Box codes are HFR JUL04 and KNA NOV 04


----------



## Sandman (Mar 26, 2006)

More photos


----------



## Sandman (Mar 26, 2006)

Some more


----------



## Sandman (Mar 26, 2006)

Last but not least


----------



## Baric (Jun 14, 2006)

Very nice indeed-Limited Edition, congrats on a great buy!


----------



## Twill413 (Jul 19, 2006)

Got to love good quality cigar ****


----------



## BP22 (Apr 13, 2006)

Those look good enough to smoke...:dr 

Well done Matt.


----------



## clampdown (Feb 7, 2006)

nice purchase,


----------



## moon (Jun 12, 2006)

:dr WOW :dr


----------



## cfheater (Jan 14, 2006)

fakes:dr


----------



## RPB67 (Mar 26, 2005)

Nice purchase.

One box to smoke and one box to put away for a :s .


----------



## Blueface (May 28, 2005)

Those Hermoso #2 are delicious.
Great buy.
Great full bodied smoke.
Just ask some of the South Florida CS BOTLs that got a taste of my box.

I have a box of Hermoso #1 aging away, untouched.
I am tempted now.


----------



## IHT (Dec 27, 2003)

Blueface said:


> Just ask some of the South Florida CS BOTLs that got a taste of my box.


 
that doesn't sound quite right, does it?

:r


----------



## JohnnyFlake (May 31, 2006)

I am pretty sure that they are fakes, but then again, they could be the real thing. Send me five cigars from each box. I'll check them out and let you know for sure!  

JohnnyFlake


----------



## Sandman (Mar 26, 2006)

RPB67 said:


> Nice purchase.
> 
> One box to smoke and one box to put away for a :s .

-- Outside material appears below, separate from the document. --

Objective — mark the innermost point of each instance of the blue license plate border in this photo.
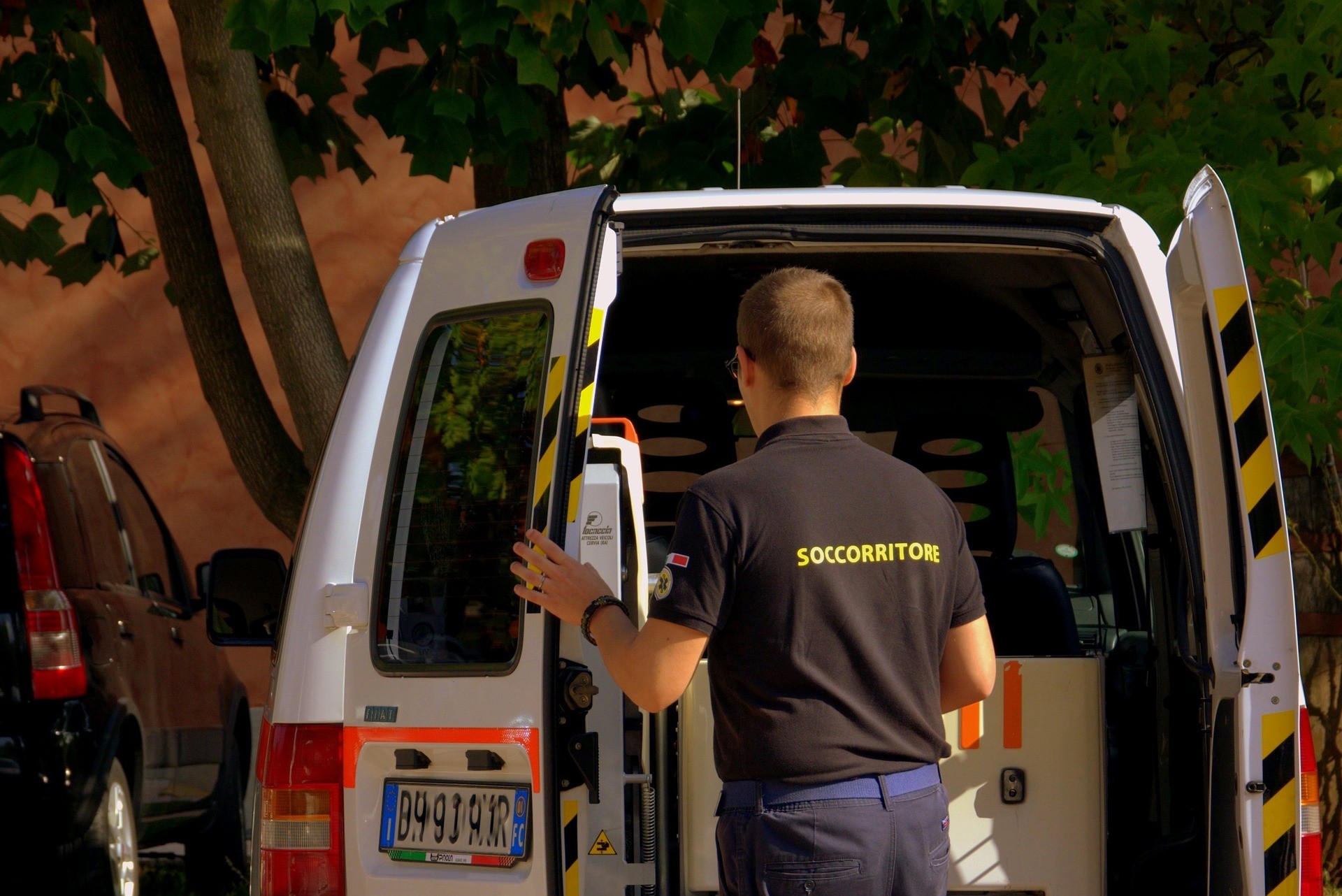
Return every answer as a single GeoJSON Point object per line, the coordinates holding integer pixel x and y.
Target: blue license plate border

I think this is some of the best advice. Glad that I am now finally getting in this mind set.


----------



## kanadakid (Jul 19, 2004)

LUv,


Just letting them set for a few weeks makes a difference. My El reys look different from when I first received them. When i first got them the wrappers had some markings and they smoked a little young.

After 3 4 week in the humidor the wrappers look more uniform and they have settled down a bit. Let them sit as long as you can stand it.

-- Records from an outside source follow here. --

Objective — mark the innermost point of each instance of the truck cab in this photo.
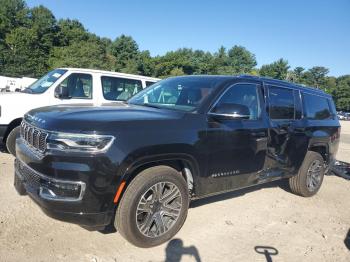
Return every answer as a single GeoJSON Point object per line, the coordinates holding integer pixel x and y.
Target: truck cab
{"type": "Point", "coordinates": [65, 86]}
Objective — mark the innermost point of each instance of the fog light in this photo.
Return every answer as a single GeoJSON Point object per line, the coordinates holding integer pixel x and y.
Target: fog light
{"type": "Point", "coordinates": [63, 191]}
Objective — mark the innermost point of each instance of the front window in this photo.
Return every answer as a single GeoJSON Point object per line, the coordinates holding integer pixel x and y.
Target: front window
{"type": "Point", "coordinates": [242, 94]}
{"type": "Point", "coordinates": [119, 89]}
{"type": "Point", "coordinates": [79, 86]}
{"type": "Point", "coordinates": [44, 83]}
{"type": "Point", "coordinates": [183, 93]}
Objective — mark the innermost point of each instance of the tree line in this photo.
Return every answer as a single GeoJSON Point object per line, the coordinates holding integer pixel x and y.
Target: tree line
{"type": "Point", "coordinates": [33, 42]}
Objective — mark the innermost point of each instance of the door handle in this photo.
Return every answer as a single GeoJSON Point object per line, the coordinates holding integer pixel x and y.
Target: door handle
{"type": "Point", "coordinates": [259, 134]}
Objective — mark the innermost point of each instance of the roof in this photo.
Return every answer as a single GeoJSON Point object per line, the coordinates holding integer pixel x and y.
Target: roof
{"type": "Point", "coordinates": [267, 80]}
{"type": "Point", "coordinates": [110, 73]}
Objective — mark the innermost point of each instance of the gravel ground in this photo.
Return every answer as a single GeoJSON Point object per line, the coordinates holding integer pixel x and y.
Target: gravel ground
{"type": "Point", "coordinates": [229, 227]}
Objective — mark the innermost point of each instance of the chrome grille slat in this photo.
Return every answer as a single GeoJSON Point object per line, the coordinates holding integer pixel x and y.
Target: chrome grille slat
{"type": "Point", "coordinates": [34, 137]}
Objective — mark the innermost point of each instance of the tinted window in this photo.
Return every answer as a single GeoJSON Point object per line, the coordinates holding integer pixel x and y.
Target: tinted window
{"type": "Point", "coordinates": [148, 83]}
{"type": "Point", "coordinates": [298, 105]}
{"type": "Point", "coordinates": [119, 89]}
{"type": "Point", "coordinates": [181, 93]}
{"type": "Point", "coordinates": [281, 101]}
{"type": "Point", "coordinates": [79, 86]}
{"type": "Point", "coordinates": [245, 95]}
{"type": "Point", "coordinates": [316, 107]}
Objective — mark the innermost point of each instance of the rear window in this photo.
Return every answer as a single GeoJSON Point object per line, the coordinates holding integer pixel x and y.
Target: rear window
{"type": "Point", "coordinates": [281, 101]}
{"type": "Point", "coordinates": [316, 107]}
{"type": "Point", "coordinates": [119, 89]}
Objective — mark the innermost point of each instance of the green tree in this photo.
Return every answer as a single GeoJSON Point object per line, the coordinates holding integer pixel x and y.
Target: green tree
{"type": "Point", "coordinates": [89, 54]}
{"type": "Point", "coordinates": [316, 76]}
{"type": "Point", "coordinates": [126, 51]}
{"type": "Point", "coordinates": [342, 93]}
{"type": "Point", "coordinates": [278, 69]}
{"type": "Point", "coordinates": [241, 60]}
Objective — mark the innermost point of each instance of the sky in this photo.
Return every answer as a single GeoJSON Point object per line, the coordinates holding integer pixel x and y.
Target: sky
{"type": "Point", "coordinates": [305, 32]}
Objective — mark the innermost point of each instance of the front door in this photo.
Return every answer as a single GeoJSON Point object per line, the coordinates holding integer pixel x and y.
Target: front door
{"type": "Point", "coordinates": [237, 147]}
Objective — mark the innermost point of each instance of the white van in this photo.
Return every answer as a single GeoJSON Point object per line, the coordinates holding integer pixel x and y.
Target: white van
{"type": "Point", "coordinates": [65, 86]}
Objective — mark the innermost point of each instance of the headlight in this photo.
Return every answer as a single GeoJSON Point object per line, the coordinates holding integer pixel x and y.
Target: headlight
{"type": "Point", "coordinates": [79, 142]}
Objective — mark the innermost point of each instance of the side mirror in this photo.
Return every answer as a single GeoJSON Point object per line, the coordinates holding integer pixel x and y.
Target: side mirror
{"type": "Point", "coordinates": [62, 92]}
{"type": "Point", "coordinates": [230, 111]}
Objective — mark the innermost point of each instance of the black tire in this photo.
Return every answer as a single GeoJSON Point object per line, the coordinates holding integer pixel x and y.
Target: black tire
{"type": "Point", "coordinates": [126, 221]}
{"type": "Point", "coordinates": [11, 140]}
{"type": "Point", "coordinates": [299, 184]}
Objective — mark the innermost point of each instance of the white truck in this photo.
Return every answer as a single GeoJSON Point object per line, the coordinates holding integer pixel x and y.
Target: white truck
{"type": "Point", "coordinates": [12, 84]}
{"type": "Point", "coordinates": [65, 86]}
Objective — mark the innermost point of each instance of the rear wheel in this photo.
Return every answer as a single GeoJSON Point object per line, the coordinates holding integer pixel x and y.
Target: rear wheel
{"type": "Point", "coordinates": [11, 140]}
{"type": "Point", "coordinates": [310, 176]}
{"type": "Point", "coordinates": [153, 207]}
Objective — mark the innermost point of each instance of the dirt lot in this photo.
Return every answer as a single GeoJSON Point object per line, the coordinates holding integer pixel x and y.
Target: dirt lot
{"type": "Point", "coordinates": [225, 228]}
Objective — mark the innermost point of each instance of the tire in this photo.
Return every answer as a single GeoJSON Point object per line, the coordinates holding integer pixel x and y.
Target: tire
{"type": "Point", "coordinates": [11, 140]}
{"type": "Point", "coordinates": [130, 225]}
{"type": "Point", "coordinates": [302, 184]}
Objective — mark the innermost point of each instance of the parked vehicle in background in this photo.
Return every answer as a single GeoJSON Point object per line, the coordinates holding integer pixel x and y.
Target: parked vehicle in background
{"type": "Point", "coordinates": [65, 86]}
{"type": "Point", "coordinates": [12, 84]}
{"type": "Point", "coordinates": [137, 165]}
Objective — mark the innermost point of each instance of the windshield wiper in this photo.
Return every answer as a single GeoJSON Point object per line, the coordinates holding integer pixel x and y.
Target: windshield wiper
{"type": "Point", "coordinates": [150, 105]}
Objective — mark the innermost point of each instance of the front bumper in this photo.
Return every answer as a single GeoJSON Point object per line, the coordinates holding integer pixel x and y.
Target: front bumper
{"type": "Point", "coordinates": [3, 130]}
{"type": "Point", "coordinates": [93, 205]}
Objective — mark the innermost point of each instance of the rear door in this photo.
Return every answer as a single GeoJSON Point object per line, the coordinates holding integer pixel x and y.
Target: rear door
{"type": "Point", "coordinates": [80, 89]}
{"type": "Point", "coordinates": [287, 138]}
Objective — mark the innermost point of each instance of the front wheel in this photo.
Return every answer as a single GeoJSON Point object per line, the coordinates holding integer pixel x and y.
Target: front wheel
{"type": "Point", "coordinates": [153, 207]}
{"type": "Point", "coordinates": [310, 176]}
{"type": "Point", "coordinates": [11, 140]}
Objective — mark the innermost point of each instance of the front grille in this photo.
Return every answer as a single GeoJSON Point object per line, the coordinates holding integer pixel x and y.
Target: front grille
{"type": "Point", "coordinates": [34, 136]}
{"type": "Point", "coordinates": [28, 175]}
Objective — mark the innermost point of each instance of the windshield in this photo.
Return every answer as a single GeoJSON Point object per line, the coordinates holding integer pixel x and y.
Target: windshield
{"type": "Point", "coordinates": [182, 93]}
{"type": "Point", "coordinates": [41, 85]}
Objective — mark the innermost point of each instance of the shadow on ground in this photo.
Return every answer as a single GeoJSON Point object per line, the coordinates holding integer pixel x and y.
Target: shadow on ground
{"type": "Point", "coordinates": [175, 250]}
{"type": "Point", "coordinates": [267, 251]}
{"type": "Point", "coordinates": [283, 184]}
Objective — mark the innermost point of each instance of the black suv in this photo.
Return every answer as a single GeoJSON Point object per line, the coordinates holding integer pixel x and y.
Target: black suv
{"type": "Point", "coordinates": [137, 165]}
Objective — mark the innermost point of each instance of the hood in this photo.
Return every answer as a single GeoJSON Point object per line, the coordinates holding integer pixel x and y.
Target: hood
{"type": "Point", "coordinates": [87, 117]}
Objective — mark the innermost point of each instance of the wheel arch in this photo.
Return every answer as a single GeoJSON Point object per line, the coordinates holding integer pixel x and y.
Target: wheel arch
{"type": "Point", "coordinates": [186, 166]}
{"type": "Point", "coordinates": [322, 149]}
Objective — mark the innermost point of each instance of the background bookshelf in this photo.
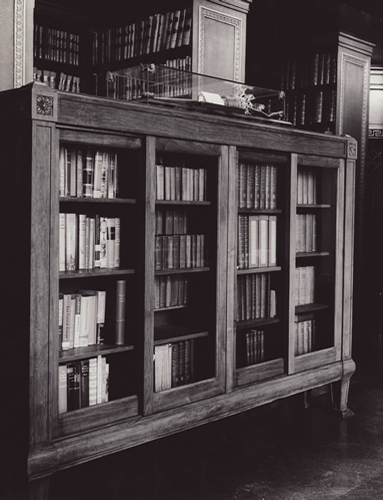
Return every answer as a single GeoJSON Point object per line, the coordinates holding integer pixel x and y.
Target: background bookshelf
{"type": "Point", "coordinates": [223, 363]}
{"type": "Point", "coordinates": [317, 261]}
{"type": "Point", "coordinates": [261, 270]}
{"type": "Point", "coordinates": [75, 45]}
{"type": "Point", "coordinates": [98, 191]}
{"type": "Point", "coordinates": [186, 268]}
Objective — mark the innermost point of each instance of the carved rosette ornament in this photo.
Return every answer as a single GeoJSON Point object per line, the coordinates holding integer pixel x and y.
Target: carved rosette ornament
{"type": "Point", "coordinates": [18, 43]}
{"type": "Point", "coordinates": [44, 105]}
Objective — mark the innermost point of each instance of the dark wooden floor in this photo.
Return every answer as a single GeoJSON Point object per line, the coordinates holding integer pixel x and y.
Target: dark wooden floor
{"type": "Point", "coordinates": [277, 452]}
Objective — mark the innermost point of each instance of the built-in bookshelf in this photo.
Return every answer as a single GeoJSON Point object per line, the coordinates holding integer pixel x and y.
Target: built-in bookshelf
{"type": "Point", "coordinates": [185, 325]}
{"type": "Point", "coordinates": [97, 193]}
{"type": "Point", "coordinates": [260, 266]}
{"type": "Point", "coordinates": [317, 261]}
{"type": "Point", "coordinates": [164, 266]}
{"type": "Point", "coordinates": [75, 46]}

Question to all. The habanos branding on the bottom. I know that it has to be indented on the bottom of the box but is there no ink or is it heat stanped and then some ink ? 

The box on the left pic in this post looks like it is darker (with some ink) and the box on the right looks like lighter than the box on the right. 

Can the barnding on the bottom of the box have some ink ?



KId


----------



## brian (Jan 1, 2000)

luvsmesumcigars said:


> More photos


Matt

I am thinking of buying these. What is the box code of the box on the right? they look very dark and oily or is that just the lighting in the photo?

Thanks


----------



## bonggoy (Mar 9, 2006)

luvsmesumcigars said:


> Well this just arrived. Tried a new vendor. Price was damn good. All looks good so far, and have not smoked one yet. Any comments would be appreciated.
> 
> Box codes are HFR JUL04 and KNA NOV 04


How much did these bad boys cost you?


----------



## Sandman (Mar 26, 2006)

brian said:


> Matt
> 
> I am thinking of buying these. What is the box code of the box on the right? they look very dark and oily or is that just the lighting in the photo?
> 
> Thanks


Brian the code is HFR JUL04. Hope this helps. Still haven't smoked one but am looking forward to it.


----------



## Sandman (Mar 26, 2006)

bonggoy said:


> How much did these bad boys cost you?


Bonggoy, P.M. sent.


----------



## Navydoc (Jan 26, 2005)

IHT said:


> that doesn't sound quite right, does it?
> 
> :r


:r Only you Greg...only you!


----------



## Sandman (Mar 26, 2006)

SHHHHHHHHHH! Don't tell anyone but these are good. I'm not even done with it yet.


----------



## brian (Jan 1, 2000)

luvsmesumcigars said:


> SHHHHHHHHHH! Don't tell anyone but these are good. I'm not even done with it yet.


I just pulled the trigger..shhhhhh is right. Probably the best deal I have seen all year on any box


----------